4. When travelling, it’s always good to carry an interesting fiction book or non-fiction book that would keep you engaged through the journey and in those lazy times which everyone needs when you are just lazing under a tree. For me this holiday, it is ‘Love with a chance of drowning by Torre de Rocher.’ Here Torre’s love interest, a handsome Argentinian guy takes her across the pacific in spite of her fear of water. An incredibly beautiful book for travellers this season.
5. For those who make budget plans for travelling outside the country, it is critical to pick up one or two travel guide books that have been around for a long time. But even if one travels within the country these guide books will sustain you through the travel including tips that can assist you, save you funds and keep you abreast of current trends. Some of my recommendations will be the ‘This is…’ series which describes some cities of the world and guides you through them, any travel guide book by National geographic which are always excellent, and Blue Guide books.
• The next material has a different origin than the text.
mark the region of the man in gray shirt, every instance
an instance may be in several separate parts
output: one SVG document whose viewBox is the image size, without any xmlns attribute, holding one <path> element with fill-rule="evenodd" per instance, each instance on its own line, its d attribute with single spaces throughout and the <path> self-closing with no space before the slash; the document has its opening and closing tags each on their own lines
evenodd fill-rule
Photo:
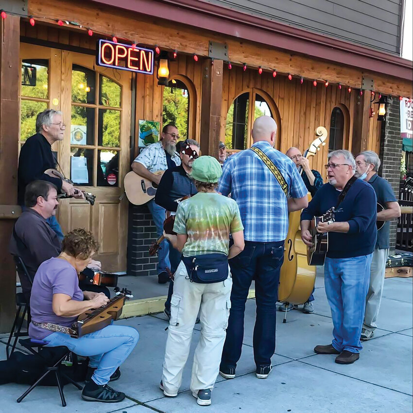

BONUS BOOKS: The Alchemist by Paulo Coelho, an award-winning book about a young shepherd in Santiago who journeys through life in search of his destiny.
Mudlark: In search of London’s past along the River Thames. Wonderfully written. Full of Adventure. Any Books by Abubakar Gimba. Full of mirth, wisdom and craft. Cooking Class-Global Feast. 44 recipes that celebrate the world’s cultures by Deanna Cook. This is the ultimate holiday book. A cookery book is always a bonus. This is when I experiment with food while relaxing. Cooking is always cathartic.
You must set forth at Dawn by Wole Soyinka. A book for all seasons, an autobiographical book by the Nobel laureate with language so elevating. Grab a copy.
Happy Holidays to all our wonderful readers and thank you for keeping us company this yuletide season.